Neue Initiative will Problemkieze aufwerten

Als vor vier Jahren das Varieté Chamäleon mit einer Spielstätte in die Weddinger Kulturwüste zog, staunte Berlins Bühnenwelt über so viel unerschrockenen Pioniergeist – doch ein Jahr später war die Expedition gescheitert. „Hacki“, Clown und künstlerischer Leiter des Chamäleon, machte dafür den Prinzenallee-Kiez verantwortlich: „Unsere Gäste mussten Angst haben, auf dem Weg zur Show eins auf die Schnauze zu bekommen.“

Immer mal wieder wird dem sozial angeschlagenen Wedding die kulturelle Renaissance prophezeit. Von den meisten Initiativen hört man bald darauf nichts mehr. Sogar Norbert Blüm, bekennender Wedding-Fan, hat sich aus seiner Zweitwohnung in der Grenzstraße wieder ins Bonner Sorglos-Biotop zurückgezogen.

Jetzt gibt es einen neuen Anlauf: Heute Abend gründet sich die Initiative „Der Wedding lebt“. Verantwortlich zeichnen zwei angesehene Berufs-Weddinger: Evelyn Fischer, Leiterin der Intendanz der Deutschen Welle, und Michael Wolfssohn, Geschichtsprofessor und Eigner der „Gartenstadt Atlantik“, einem Viertel am S-Bahnhof Gesundbrunnen.

Evelyn Fischer fühlt sich im Haus der Deutschen Welle in der Voltastraße schon seit Jahren wie in einem „Raumschiff“. Drinnen machen gut bezahlte und hoch qualifizierte Redakteure das deutsche Auslandsfernsehen, draußen sitzen die Weddinger bei Bier und Currywurst und wissen nicht mal, was die Deutsche Welle überhaupt ist. „Es gibt keinen Bezug zum Kiez. Alle, die hier arbeiten, wohnen woanders.“ Dieses Nebeneinander müsse man aufbrechen.

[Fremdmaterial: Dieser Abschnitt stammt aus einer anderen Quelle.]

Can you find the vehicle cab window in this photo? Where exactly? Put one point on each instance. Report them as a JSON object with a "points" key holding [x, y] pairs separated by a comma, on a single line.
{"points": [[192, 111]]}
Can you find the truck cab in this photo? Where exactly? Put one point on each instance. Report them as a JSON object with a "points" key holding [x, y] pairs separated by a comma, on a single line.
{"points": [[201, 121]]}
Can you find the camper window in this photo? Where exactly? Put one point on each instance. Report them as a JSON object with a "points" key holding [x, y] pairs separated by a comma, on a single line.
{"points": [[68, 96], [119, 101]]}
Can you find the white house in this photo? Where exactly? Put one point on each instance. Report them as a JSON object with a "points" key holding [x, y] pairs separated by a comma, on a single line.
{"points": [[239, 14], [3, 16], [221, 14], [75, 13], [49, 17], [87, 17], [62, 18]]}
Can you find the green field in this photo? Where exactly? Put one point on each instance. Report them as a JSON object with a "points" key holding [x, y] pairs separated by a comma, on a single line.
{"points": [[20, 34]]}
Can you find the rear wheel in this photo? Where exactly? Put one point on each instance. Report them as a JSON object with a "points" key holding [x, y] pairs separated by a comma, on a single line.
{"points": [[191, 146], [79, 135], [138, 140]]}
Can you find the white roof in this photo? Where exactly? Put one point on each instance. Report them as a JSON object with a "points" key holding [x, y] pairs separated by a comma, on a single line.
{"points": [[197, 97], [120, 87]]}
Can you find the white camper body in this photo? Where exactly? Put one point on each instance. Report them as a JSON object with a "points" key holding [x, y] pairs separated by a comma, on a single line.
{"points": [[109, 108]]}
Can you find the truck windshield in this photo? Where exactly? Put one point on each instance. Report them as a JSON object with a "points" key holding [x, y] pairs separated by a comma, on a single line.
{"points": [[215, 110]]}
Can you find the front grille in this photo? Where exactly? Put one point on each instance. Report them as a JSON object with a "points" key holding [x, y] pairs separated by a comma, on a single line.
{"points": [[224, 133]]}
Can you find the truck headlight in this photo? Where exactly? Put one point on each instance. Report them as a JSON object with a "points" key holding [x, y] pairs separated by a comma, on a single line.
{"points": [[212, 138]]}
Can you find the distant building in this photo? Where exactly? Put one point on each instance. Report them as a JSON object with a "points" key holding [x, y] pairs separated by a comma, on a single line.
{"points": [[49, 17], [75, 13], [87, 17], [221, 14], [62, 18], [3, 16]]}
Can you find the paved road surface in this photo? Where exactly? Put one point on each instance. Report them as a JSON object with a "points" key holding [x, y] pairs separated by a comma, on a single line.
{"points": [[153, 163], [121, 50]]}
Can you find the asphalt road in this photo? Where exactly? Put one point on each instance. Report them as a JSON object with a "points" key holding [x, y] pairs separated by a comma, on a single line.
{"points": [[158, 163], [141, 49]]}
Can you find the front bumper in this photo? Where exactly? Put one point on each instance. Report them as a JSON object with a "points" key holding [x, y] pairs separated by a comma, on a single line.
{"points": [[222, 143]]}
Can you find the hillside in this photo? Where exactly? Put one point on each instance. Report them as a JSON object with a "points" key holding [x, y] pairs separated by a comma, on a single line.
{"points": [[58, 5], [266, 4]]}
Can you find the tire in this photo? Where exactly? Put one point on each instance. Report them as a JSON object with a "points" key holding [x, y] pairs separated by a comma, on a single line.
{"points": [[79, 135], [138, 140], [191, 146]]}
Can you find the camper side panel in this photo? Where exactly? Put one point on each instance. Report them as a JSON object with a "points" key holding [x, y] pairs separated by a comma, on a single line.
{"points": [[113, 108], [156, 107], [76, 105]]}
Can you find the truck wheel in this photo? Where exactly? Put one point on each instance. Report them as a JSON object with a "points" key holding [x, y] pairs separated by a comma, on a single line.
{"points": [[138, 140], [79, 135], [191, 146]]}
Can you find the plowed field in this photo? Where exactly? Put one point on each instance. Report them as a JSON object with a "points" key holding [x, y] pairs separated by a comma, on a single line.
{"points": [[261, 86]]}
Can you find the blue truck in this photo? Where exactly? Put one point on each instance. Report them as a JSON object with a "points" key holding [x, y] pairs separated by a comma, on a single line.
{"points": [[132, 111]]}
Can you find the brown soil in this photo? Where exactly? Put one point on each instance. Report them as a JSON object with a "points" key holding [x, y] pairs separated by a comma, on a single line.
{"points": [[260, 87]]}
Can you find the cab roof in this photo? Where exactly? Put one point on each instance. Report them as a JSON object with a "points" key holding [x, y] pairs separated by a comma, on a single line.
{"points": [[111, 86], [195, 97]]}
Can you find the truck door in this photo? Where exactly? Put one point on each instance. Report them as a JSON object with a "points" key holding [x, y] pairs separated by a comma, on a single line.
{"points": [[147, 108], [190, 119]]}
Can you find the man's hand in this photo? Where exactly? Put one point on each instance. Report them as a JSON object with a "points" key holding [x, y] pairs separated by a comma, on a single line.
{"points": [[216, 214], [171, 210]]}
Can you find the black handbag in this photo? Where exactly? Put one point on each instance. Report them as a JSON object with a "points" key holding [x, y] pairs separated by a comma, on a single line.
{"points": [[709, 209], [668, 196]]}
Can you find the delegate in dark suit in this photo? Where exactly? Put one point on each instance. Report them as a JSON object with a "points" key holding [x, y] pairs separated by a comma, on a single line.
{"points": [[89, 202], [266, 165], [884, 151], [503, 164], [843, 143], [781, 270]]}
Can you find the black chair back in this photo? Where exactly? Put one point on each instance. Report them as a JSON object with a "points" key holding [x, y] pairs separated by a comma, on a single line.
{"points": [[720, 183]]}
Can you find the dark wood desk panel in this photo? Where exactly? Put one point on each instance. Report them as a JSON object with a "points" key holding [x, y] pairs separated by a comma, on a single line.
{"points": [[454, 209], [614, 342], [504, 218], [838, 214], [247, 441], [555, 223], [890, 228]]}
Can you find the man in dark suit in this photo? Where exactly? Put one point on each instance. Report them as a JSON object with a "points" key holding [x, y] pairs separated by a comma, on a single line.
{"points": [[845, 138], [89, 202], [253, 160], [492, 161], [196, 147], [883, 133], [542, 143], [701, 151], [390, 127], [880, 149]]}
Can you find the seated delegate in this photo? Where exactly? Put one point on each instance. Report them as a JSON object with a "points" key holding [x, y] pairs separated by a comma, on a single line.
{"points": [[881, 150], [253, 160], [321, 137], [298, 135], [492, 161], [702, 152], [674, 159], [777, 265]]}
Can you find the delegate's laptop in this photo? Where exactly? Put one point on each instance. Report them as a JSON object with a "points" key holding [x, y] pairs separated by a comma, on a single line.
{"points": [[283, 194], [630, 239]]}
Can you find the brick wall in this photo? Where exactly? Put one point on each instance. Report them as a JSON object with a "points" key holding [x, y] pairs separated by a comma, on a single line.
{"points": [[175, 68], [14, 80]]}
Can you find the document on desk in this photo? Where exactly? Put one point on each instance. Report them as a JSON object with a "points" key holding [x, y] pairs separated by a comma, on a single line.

Frau Fischer denkt daran, Praktikantenplätze mit Kandidaten aus der Umgebung zu besetzen oder einen „Tag des offenen Wedding“ zu organisieren. Der andere spiritus rector, Michael Wolfssohn, hat einen Teil seiner Arbeit für den Wedding schon geleistet. Die „Gartenstadt Atlantik“, ein Ensemble aus 500 Wohnungen, wird denkmalgerecht saniert. Mittelpunkt der Anlage ist das „Lichtburg-Forum“, ein kleines Kulturzentrum mit Lesungen, Filmen und Konzerten. Wolfssohn will eine „Künstlerkolonie“ aus der Gartenstadt machen. Stipendiaten des deutschen Pen-Zentrums wohnen schon dort.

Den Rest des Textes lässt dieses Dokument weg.